15. As regards the question of deputation, we are of the view that an employee of MSCO when deputed to MSAS does not become an employee of MSAS. A deputationist has a lien on his employment with MSCO. As long as the lien remains with the MSCO the said company retains control over the deputationist's terms and employment. The concept of a service PE finds place in the U.N. Convention. It is constituted if the multinational enterprise renders services through its employees in India provided the services are rendered for a specified period. In this case, it extends to two years on the request of MSAS. It is important to note that where the activities of the multinational enterprise entails it being responsible for the work of deputationists and the employees continue to be on the payroll of "the multinational enterprise or they continue to have their lien on their jobs with the multinational enterprise, a service PE can emerge. Applying the above tests to the facts of this case we find that on request/requisition from MSAS the applicant deputes its staff. The request comes from MSAS depending upon its requirement. Generally, occasions do arise when MSAS needs the expertise of the staff of MSCO. In such circumstances, generally, MSAS makes a request to MSCO. A deputationist under such circumstances is expected to be experienced in banking and finance. On completion of his tenure he is repatriated to his parent job. He retains his lien when he comes to India. He lends his experience to MSAS in India as an employee of MSCO as he retains his lien and in that sense there is a service PE (MSAS) under Article 5(2)(1). We find no infirmity in the ruling of the ARR on this aspect. In the above situation, MSCO is rendering services through its employees to MSAS. Therefore, the Department is right in its contention that under the above situation there exists a Service PE in India (MSAS). Accordingly, the civil appeal filed by the Department stands partly allowed.‖

59. This brings us to Article 5(2)(l) i.e. service PE. As already recorded above, employees of e-Fund India are not to be counted and treated as employees of the assessees; e-Fund India being a separate entity and taxable assessee. The tribunal and the authorities have erred in treating employees of e-Fund India as employees of the assessees for determining whether service PE under Article 5(2)(l) was created. There are no other factual findings recorded by the tribunal in respect of service PE under Article 5(2)(l). The assessment order also does not record any other relevant finding for creation of service PE under Article 5(2)(l), other than payment received by e-Fund India for providing management and support service by the President and Sales Team to overseas group entities. Payment by e-Fund Corp on the said account were received for the year ending 31st March, 2002, but stopped thereafter. This no doubt is a relevant aspect with reference to Article 5(2)(a) but the said provision has not been invoked in the assessment order and in the appellate orders including order of the tribunal. We do not have details with regard to the exact nature and character of the management services provided to the overseas group entities.

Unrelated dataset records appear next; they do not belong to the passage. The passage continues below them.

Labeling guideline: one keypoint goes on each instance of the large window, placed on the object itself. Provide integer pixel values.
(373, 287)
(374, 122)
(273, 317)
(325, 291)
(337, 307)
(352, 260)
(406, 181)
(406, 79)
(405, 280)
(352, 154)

61. The President and international sales division or regional office may have also constituted service PE in India for the year ending 31 st March, 2002, if we treat the President and employees whose salary was reimbursed as ―other personnel‖ who had performed services within that State for a related enterprise as defined in paragraph 1 of Article 9. Thus, at best service PE for the year ending 31st March, 2002 would have been created under Article 5(2)(l) but again there has not been thorough and detailed discussion on the nature and type of services rendered and determination on question of salary and whether the President and employees of Regional Office could be treated as ‗employees or other personnel' of the assessee.